题解 | #每个6/7级用户活跃情况#可能是最简洁的mysql代码

--两个易错点：1.用 with cte as 通用表表达式的cte做最左边的表左连接其他表才能取全uid
2.当count计数需要多条件筛选并去重时，distinct写在if外面，if内筛选条件可以为多个用and连接，即count（distinct if（筛选条件，v1，null））
技巧：巧用count多条件筛选可以通过一次分组就聚合出题目所需的四个数据啦，减少了代码量，运行效率也不错

全部代码如下：
with cte as (select uid from user_info where level in (6,7))

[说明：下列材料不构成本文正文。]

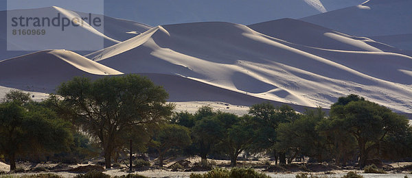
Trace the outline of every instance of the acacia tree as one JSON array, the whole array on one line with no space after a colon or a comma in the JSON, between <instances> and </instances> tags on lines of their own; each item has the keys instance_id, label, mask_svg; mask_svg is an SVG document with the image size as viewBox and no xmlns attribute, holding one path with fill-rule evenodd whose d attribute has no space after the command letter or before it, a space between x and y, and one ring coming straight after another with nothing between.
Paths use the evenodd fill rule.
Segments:
<instances>
[{"instance_id":1,"label":"acacia tree","mask_svg":"<svg viewBox=\"0 0 412 178\"><path fill-rule=\"evenodd\" d=\"M278 140L276 147L292 153L288 163L290 163L299 154L314 157L318 162L322 162L326 142L316 130L316 127L324 119L325 113L319 107L306 110L305 114L296 120L279 125L276 129Z\"/></svg>"},{"instance_id":2,"label":"acacia tree","mask_svg":"<svg viewBox=\"0 0 412 178\"><path fill-rule=\"evenodd\" d=\"M194 152L201 157L203 166L207 165L207 155L218 142L220 125L212 117L216 114L210 106L202 106L194 114L192 137Z\"/></svg>"},{"instance_id":3,"label":"acacia tree","mask_svg":"<svg viewBox=\"0 0 412 178\"><path fill-rule=\"evenodd\" d=\"M163 167L163 155L173 147L184 148L192 143L189 129L172 124L161 125L149 144L157 150L159 166Z\"/></svg>"},{"instance_id":4,"label":"acacia tree","mask_svg":"<svg viewBox=\"0 0 412 178\"><path fill-rule=\"evenodd\" d=\"M379 153L380 144L385 137L402 135L409 129L408 120L404 116L354 94L342 97L332 105L330 116L332 119L339 121L334 123L342 125L355 138L359 150L360 168L366 166L370 153Z\"/></svg>"},{"instance_id":5,"label":"acacia tree","mask_svg":"<svg viewBox=\"0 0 412 178\"><path fill-rule=\"evenodd\" d=\"M277 150L275 147L278 142L276 129L280 123L293 122L299 118L299 115L287 105L275 107L270 103L253 105L249 113L254 116L253 123L258 133L253 143L254 149L272 151L275 164L279 157L279 163L286 164L285 151Z\"/></svg>"},{"instance_id":6,"label":"acacia tree","mask_svg":"<svg viewBox=\"0 0 412 178\"><path fill-rule=\"evenodd\" d=\"M12 91L0 103L0 153L7 156L10 170L16 169L18 155L67 151L73 143L71 124L29 95Z\"/></svg>"},{"instance_id":7,"label":"acacia tree","mask_svg":"<svg viewBox=\"0 0 412 178\"><path fill-rule=\"evenodd\" d=\"M255 138L253 118L248 115L238 117L229 113L219 113L214 117L220 124L215 149L230 157L231 167L236 166L238 156L249 148Z\"/></svg>"},{"instance_id":8,"label":"acacia tree","mask_svg":"<svg viewBox=\"0 0 412 178\"><path fill-rule=\"evenodd\" d=\"M137 75L106 77L91 81L74 77L62 83L54 97L61 113L83 131L100 140L106 168L111 155L121 147L124 132L135 127L163 122L172 114L166 104L168 94L146 77Z\"/></svg>"}]
</instances>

select uid,count(distinct date_format(submit_time,'%Y%m')) as act_mon,
count(distinct if(year(submit_time)=2021,date(submit_time),null)) as act_2021day,
count(distinct if(year(submit_time)=2021 and idd in (select distinct exam_id from exam_record), date(submit_time),null)) as act_2021day_exam,
count(distinct if(year(submit_time)=2021 and idd in (select distinct question_id from practice_record),date(submit_time),null)) as act_2021day_question
from(
select c.uid,idd,submit_time,score
from cte c
left join
(
select uid,exam_id as idd,submit_time,score from exam_record
union
select uid,question_id as idd,submit_time,score from practice_record) b
on c.uid=b.uid ) d
group by uid
order by act_mon desc,act_2021day desc ;